In the study, the researchers found previously unknown variants in nearly 25 percent of the pairs, many of which were in introns. Marsh said that trying to tease out the impact of these intronic mismatches from the impact of other mismatches was difficult because there were only 13 pairs that had mismatches only in intronic regions, but nonetheless, the group did find that outcomes were slightly worse in those patients compared to those with no differences, but better than those who were mismatched at one of the 12 HLA alleles.

Marsh hypothesized that the intronic variants could serve as another means for ensuring a haplotype match across the entire major histocompatibility locus and do not necessarily contribute to functional differences themselves. "The data isn't definite, but that's our hypothesis," he said, adding that previous research has shown that whole haplotyping matching of the MHC locus results in better outcomes.

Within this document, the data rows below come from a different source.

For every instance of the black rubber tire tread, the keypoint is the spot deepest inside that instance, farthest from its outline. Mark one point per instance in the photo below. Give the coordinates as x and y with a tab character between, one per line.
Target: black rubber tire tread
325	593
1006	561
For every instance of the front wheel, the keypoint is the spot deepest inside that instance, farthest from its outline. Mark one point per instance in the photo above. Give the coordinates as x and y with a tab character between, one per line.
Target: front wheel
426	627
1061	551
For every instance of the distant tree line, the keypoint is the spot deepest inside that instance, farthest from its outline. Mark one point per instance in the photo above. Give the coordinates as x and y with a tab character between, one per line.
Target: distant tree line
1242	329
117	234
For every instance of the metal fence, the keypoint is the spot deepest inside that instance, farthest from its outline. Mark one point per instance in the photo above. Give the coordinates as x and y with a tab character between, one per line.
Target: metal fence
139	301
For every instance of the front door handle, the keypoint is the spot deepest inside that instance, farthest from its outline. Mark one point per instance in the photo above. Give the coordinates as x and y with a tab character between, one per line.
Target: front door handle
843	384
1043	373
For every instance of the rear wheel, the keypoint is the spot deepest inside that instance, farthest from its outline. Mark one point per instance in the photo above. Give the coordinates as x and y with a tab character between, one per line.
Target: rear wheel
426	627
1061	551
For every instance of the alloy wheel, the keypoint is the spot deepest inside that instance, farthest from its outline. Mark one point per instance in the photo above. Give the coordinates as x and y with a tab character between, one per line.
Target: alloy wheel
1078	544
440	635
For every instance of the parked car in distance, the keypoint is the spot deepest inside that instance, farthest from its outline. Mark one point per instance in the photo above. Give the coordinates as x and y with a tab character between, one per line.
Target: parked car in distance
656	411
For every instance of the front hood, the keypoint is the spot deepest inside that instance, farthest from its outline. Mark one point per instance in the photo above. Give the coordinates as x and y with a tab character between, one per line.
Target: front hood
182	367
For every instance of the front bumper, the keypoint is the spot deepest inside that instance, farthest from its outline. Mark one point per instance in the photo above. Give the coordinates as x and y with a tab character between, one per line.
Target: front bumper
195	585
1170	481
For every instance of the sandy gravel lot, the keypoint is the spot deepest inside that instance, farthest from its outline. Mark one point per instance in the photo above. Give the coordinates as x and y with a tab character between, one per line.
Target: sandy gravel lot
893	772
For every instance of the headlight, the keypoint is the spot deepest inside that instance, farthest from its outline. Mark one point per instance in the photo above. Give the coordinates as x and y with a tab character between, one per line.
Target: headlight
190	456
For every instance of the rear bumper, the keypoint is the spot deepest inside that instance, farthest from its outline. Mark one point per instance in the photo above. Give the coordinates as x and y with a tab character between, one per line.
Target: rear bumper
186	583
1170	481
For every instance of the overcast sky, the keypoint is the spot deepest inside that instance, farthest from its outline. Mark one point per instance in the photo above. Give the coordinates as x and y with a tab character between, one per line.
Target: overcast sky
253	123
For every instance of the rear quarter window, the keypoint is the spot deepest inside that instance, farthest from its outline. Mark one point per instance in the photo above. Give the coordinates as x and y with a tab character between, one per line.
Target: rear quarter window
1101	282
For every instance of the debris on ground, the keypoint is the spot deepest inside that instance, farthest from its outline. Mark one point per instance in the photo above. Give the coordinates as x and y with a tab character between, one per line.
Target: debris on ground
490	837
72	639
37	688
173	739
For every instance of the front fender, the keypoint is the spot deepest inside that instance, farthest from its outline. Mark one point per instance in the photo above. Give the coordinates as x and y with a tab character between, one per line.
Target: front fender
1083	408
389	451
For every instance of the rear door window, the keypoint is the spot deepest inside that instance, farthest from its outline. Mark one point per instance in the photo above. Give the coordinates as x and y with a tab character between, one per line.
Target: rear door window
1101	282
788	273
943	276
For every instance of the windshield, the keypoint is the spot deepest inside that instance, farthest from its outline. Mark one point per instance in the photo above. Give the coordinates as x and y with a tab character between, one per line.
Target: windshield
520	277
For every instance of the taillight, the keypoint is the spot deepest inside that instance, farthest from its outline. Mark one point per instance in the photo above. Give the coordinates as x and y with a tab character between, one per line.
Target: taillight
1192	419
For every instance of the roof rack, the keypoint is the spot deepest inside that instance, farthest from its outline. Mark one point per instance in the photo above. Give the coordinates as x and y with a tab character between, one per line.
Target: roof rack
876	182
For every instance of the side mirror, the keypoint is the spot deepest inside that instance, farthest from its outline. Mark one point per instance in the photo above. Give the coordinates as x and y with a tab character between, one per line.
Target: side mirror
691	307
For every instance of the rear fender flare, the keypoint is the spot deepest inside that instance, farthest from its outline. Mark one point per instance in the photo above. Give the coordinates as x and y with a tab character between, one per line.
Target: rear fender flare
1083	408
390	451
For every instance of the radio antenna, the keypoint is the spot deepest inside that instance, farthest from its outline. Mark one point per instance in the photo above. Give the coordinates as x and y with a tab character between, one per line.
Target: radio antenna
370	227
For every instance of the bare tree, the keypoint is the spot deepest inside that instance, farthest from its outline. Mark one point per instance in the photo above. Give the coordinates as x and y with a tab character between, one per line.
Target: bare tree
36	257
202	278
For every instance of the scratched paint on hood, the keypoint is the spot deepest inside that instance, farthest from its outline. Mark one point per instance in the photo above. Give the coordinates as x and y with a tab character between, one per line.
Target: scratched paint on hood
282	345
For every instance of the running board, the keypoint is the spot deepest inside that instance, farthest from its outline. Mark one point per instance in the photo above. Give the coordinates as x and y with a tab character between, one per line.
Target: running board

The researchers also analyzed the impact of the presence of cytomegalorvirus in donors and recipients. CMV is a common virus that many people are exposed to and that remains dormant but can be reactivated when a person is immunocompromised. Testing donors and recipients for CMV is important, Mayor said, because "you don't want to give a patient with dormant CMV cells from a donor who has never experienced the virus before, because then the patient may not be able to fight it," she said.

Similarly, it's important to not give a recipient who has not previously been exposed to CMV cells from a donor who has. "When picking a donor, HLA is still the primary factor" affecting compatibility, Mayor said, but "then you start bringing in other factors and the next most important factor we pick is CMV status."

"It's a very nice study and the data is very useful," Nezih Cereb, CEO and cofounder at HLA typing firm Histogenetics, said. Histogenetics offers a range of HLA typing services using both PacBio and Illumina sequencing technology. Initially, the firm began incorporating PacBio sequencing in 2014 to help phase ambiguous samples that it typed using the Illumina platform, but now the company also offers full-gene sequencing on the system.

"We do advocate for whole-gene sequencing for the HLA class I genes," he said. But, whole-gene sequencing for the class II genes is not always practical due to the size of those genes, although he noted that as the technology improves, it will become more feasible.

Cereb noted that the minimum requirement in the US for HLA typing in stem cell transplantation is to match at eight alleles across four genes — HLA-A, -B, -C, and -DRB1. But, with the advances in sequencing technology, it is becoming possible to analyze the DQB1 and DPB1 genes and to further understand their impact on outcomes.  

He said that while the Anthony Nolan study did show that the greater amount of matching, the better the outcomes, trying to pinpoint the impact of genes like DQB1 and DPB1 was harder to do. "But, as the study shows, matching for more loci increases survival," he said.

"I hope that more studies like this one will follow" that can help to further understand the impact of variation within those genes, he added.

Going forward, Marsh said that the researchers aim to replicate the findings of this study in another cohort of patients. In addition, Mayor said that the researchers are looking at the impact of other genetic factors, including the KIR genes and HLA-E, on transplant outcomes.